Classification-Specific Parts for Improving Fine-Grained Visual Categorization
This work addresses the challenge of distinguishing visually similar categories in fine-grained classification, offering an incremental improvement over existing part-based methods by automating part selection and scale determination.
The paper tackles fine-grained visual categorization by proposing a classification-specific part estimation method that uses initial predictions and gradient-based feature importance to automatically detect relevant image regions with spatial extent, achieving improved performance on multiple datasets.

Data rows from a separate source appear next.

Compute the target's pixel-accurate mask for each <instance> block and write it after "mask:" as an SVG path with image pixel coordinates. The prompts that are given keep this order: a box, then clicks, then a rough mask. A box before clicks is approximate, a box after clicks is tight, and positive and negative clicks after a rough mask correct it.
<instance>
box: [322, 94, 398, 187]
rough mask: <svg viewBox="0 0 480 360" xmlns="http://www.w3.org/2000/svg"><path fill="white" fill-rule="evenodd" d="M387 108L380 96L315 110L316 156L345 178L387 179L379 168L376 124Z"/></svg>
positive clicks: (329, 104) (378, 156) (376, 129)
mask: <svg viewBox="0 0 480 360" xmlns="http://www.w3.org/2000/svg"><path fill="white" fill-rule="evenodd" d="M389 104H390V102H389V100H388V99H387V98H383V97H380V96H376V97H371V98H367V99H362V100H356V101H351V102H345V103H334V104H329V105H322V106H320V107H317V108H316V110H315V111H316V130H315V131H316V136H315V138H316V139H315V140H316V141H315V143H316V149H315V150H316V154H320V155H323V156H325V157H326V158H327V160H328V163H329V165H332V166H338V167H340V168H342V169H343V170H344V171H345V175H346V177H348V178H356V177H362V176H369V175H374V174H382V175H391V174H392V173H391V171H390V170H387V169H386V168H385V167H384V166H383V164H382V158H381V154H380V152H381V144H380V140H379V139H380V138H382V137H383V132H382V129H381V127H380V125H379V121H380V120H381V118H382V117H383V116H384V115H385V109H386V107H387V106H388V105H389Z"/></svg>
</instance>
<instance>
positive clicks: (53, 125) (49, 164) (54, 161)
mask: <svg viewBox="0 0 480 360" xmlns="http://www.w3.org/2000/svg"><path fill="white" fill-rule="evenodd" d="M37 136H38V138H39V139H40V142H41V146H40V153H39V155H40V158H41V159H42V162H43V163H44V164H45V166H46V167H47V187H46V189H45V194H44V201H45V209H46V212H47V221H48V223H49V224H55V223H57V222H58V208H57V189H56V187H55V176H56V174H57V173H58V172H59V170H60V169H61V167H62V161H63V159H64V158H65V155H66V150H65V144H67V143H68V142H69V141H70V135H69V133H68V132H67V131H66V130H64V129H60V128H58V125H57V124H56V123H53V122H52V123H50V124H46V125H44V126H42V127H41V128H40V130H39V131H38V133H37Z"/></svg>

Fine-grained visual categorization is a classification task for distinguishing categories with high intra-class and small inter-class variance. While global approaches aim at using the whole image for performing the classification, part-based solutions gather additional local information in terms of attentions or parts. We propose a novel classification-specific part estimation that uses an initial prediction as well as back-propagation of feature importance via gradient computations in order to estimate relevant image regions. The subsequently detected parts are then not only selected by a-posteriori classification knowledge, but also have an intrinsic spatial extent that is determined automatically. This is in contrast to most part-based approaches and even to available ground-truth part annotations, which only provide point coordinates and no additional scale information. We show in our experiments on various widely-used fine-grained datasets the effectiveness of the mentioned part selection method in conjunction with the extracted part features.